Merge branch 'main' of ssh://pagure.io/fedora-infra/arc into main

2021-02-08 11:24:20 +00:00 · 2021-02-08 11:24:20 +00:00 · dff16dd1a9
commit dff16dd1a9
parent 84eabffba8 f61f8c482a
6 changed files with 196 additions and 5 deletions
--- a/docs/datanommer_datagrepper/index.rst
+++ b/docs/datanommer_datagrepper/index.rst
@ -25,3 +25,5 @@ Here is the list of ideas/things we looked at:
    :maxdepth: 1
    pg_stat_statements
    pg_partitioning
    pg_timescaledb
--- a/docs/datanommer_datagrepper/pg_partitioning.rst
+++ b/docs/datanommer_datagrepper/pg_partitioning.rst
@ -0,0 +1,60 @@
 Partitioning the database
 =========================
 In the database used by datanommer and datagrepper one table stands out from the
 other ones by its size, the ``messages`` table. This can be observed in
 :ref:`datanommer`.
 One possibility to speed things up in datagrepper is to partition that table
 into a set of smaller sized partitions.
 Here are some resources regarding partitioning postgresql tables:
 * Table partitioning at postgresql's documentation: https://www.postgresql.org/docs/13/ddl-partitioning.html
 * How to use table partitioning to scale PostgreSQL: https://www.enterprisedb.com/postgres-tutorials/how-use-table-partitioning-scale-postgresql
 * Definition of PostgreSQL Partition: https://www.educba.com/postgresql-partition/
 Attempt #1
 ----------
 For our first attempt at partitioning the `messages` table, we thought we would
 partition it by year. Having a different partition for each year.

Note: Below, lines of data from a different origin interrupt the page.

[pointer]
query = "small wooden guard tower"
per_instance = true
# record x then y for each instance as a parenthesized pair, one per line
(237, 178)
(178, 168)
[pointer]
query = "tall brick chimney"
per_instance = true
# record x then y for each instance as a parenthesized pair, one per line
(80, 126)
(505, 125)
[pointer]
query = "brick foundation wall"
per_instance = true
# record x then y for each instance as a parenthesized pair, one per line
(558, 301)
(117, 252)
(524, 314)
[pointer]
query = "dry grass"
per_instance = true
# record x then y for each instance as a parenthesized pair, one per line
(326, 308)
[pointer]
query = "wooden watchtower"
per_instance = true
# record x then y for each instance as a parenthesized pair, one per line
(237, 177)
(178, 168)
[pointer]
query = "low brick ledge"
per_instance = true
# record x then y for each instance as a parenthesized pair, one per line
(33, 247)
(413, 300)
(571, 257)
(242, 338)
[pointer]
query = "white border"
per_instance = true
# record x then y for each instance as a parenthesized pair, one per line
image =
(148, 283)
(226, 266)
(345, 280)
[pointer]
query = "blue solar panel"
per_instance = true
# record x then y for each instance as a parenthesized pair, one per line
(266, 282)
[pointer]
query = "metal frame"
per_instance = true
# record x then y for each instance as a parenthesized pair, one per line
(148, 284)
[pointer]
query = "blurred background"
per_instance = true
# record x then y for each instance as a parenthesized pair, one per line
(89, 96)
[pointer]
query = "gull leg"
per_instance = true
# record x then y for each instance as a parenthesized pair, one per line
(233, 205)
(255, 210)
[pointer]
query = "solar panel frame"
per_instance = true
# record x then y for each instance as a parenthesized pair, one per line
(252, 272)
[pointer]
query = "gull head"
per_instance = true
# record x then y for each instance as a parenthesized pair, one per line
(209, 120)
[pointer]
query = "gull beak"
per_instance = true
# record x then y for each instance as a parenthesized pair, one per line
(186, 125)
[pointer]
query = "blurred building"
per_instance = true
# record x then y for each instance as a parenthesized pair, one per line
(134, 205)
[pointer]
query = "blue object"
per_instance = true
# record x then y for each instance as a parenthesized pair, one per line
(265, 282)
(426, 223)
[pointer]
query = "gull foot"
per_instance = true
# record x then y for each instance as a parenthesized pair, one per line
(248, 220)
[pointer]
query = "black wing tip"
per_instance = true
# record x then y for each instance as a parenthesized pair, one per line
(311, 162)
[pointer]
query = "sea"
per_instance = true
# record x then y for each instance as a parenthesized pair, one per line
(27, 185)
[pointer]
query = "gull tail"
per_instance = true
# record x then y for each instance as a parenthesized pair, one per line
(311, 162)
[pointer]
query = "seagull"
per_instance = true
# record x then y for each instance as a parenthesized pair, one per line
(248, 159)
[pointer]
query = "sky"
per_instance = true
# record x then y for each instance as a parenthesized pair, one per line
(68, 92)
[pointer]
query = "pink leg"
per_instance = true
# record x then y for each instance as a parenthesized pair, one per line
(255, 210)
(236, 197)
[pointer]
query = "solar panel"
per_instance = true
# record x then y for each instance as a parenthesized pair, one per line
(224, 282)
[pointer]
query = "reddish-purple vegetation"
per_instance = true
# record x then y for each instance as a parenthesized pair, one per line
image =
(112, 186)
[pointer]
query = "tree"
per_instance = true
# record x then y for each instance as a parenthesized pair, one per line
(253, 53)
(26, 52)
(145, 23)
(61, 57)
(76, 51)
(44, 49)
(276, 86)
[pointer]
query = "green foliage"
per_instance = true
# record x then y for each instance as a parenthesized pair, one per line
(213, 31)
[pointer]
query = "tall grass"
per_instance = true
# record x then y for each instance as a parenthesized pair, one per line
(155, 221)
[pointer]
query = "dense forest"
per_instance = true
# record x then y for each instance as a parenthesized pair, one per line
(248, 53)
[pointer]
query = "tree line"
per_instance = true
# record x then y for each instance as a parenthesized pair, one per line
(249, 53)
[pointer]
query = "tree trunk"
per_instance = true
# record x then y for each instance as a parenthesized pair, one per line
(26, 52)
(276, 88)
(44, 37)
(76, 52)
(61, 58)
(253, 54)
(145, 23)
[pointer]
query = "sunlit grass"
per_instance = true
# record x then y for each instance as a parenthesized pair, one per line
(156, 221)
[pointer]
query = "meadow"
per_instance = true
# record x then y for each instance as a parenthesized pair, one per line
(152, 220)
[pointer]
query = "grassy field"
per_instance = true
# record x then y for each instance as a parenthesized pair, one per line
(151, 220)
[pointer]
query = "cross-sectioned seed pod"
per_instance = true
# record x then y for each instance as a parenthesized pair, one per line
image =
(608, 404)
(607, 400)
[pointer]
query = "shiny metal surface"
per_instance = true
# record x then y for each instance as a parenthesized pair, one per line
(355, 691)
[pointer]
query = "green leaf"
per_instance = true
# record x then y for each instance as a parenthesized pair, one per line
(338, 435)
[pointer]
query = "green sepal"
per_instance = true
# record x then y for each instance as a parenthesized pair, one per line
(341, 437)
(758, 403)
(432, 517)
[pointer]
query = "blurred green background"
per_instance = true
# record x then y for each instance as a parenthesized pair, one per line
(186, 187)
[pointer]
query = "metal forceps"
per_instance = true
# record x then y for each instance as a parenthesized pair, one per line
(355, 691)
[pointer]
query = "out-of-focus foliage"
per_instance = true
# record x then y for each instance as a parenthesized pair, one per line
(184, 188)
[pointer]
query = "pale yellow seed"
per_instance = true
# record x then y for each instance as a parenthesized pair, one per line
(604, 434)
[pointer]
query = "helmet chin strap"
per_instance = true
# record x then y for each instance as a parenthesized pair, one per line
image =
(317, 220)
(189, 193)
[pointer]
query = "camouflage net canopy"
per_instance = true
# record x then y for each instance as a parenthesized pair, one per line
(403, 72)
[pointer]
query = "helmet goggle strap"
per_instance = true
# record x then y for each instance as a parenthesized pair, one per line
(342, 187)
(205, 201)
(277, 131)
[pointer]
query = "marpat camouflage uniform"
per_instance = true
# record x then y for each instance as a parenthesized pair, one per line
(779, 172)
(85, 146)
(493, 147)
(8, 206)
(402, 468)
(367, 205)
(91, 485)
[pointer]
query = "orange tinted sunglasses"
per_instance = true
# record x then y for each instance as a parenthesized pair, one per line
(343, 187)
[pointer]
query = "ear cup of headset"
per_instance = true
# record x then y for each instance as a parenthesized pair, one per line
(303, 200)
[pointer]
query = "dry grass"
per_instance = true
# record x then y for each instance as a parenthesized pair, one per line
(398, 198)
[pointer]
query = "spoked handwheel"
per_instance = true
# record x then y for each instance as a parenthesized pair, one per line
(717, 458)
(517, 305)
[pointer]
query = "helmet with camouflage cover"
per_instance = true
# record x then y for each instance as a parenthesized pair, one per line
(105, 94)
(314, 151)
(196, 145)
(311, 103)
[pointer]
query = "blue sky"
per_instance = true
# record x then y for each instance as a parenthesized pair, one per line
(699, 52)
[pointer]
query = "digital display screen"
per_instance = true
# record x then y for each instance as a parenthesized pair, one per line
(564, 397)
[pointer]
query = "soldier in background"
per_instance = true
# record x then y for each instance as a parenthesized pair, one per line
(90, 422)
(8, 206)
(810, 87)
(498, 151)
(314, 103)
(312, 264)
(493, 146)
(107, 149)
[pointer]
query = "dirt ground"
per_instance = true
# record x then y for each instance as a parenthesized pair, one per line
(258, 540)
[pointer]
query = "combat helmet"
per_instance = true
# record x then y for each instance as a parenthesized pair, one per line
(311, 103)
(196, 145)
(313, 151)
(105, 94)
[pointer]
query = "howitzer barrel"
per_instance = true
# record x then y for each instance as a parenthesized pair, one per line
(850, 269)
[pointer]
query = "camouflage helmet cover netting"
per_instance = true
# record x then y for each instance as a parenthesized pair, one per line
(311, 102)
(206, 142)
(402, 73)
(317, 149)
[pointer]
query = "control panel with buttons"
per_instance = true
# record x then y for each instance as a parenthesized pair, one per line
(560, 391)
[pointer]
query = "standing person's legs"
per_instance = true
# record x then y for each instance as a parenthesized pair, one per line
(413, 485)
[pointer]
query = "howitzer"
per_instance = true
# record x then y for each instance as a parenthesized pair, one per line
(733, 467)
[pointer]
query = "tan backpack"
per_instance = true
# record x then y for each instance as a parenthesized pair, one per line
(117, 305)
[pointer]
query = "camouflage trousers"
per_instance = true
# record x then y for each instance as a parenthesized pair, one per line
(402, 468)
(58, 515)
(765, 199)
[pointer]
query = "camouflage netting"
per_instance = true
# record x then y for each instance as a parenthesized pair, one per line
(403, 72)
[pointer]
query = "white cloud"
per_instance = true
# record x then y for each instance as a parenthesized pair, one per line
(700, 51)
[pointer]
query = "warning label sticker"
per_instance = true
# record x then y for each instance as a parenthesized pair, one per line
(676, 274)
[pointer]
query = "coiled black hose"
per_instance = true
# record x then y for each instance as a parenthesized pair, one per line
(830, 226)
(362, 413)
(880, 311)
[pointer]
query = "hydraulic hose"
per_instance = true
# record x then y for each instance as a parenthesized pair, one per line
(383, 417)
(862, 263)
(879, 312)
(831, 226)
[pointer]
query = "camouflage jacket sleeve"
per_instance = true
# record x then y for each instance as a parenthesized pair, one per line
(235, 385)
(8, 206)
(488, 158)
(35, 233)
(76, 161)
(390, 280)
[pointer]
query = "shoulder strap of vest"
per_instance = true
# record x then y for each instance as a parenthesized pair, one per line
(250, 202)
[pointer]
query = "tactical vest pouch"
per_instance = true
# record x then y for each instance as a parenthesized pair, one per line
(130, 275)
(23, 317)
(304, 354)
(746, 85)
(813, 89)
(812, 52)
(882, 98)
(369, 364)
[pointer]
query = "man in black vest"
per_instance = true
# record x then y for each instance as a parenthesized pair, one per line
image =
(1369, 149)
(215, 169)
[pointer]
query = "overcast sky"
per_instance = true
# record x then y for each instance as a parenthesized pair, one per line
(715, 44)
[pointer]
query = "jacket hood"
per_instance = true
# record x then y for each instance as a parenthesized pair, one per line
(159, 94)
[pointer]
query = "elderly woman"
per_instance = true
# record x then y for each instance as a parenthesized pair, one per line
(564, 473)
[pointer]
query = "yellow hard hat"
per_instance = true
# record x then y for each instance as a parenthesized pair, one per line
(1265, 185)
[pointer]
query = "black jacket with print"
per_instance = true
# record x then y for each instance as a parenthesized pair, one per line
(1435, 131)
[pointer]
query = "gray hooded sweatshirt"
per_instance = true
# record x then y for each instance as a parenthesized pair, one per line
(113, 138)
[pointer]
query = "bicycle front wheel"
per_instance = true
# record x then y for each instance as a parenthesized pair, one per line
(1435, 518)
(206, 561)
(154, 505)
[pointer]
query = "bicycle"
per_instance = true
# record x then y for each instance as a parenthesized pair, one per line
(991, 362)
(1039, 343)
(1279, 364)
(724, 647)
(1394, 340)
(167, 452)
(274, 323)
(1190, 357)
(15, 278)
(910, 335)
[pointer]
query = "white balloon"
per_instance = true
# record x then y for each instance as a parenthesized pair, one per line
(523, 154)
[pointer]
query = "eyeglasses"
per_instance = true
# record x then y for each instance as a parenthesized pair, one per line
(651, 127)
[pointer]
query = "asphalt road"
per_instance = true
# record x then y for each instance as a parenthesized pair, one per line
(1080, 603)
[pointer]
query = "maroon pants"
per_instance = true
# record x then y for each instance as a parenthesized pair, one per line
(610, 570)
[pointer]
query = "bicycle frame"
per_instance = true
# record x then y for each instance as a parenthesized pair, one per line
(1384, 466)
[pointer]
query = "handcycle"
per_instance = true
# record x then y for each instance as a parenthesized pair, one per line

 We thus started by adding a ``year`` field to the table and fill it by extracting
 the year from the ``timestamp`` field of the table.
 However, one thing to realize when using partitioned table is that each partition
 needs to be considered as an independant table. Meaning an unique constraint has
 to involve the field on which the table is partitioned.
 In other words, if you partition the table by a year field, that year field will
 need to be part of the primary key as well as any ``UNIQUE`` constraint on the
 table.
 So to partition the `messages` table on ``year``, we had to add the ``year``
 field to the primary key. However, that broke the foreign key constraints on
 the ``user_messages`` and ``package_messages`` tables which rely on the ``id``
 field to link the tables.
 Attempt #2
 ----------
 Since partitioning on ``year`` did not work, we reconsidered and decided to
 partition on the ``id`` field instead using `RANGE PARTITION`.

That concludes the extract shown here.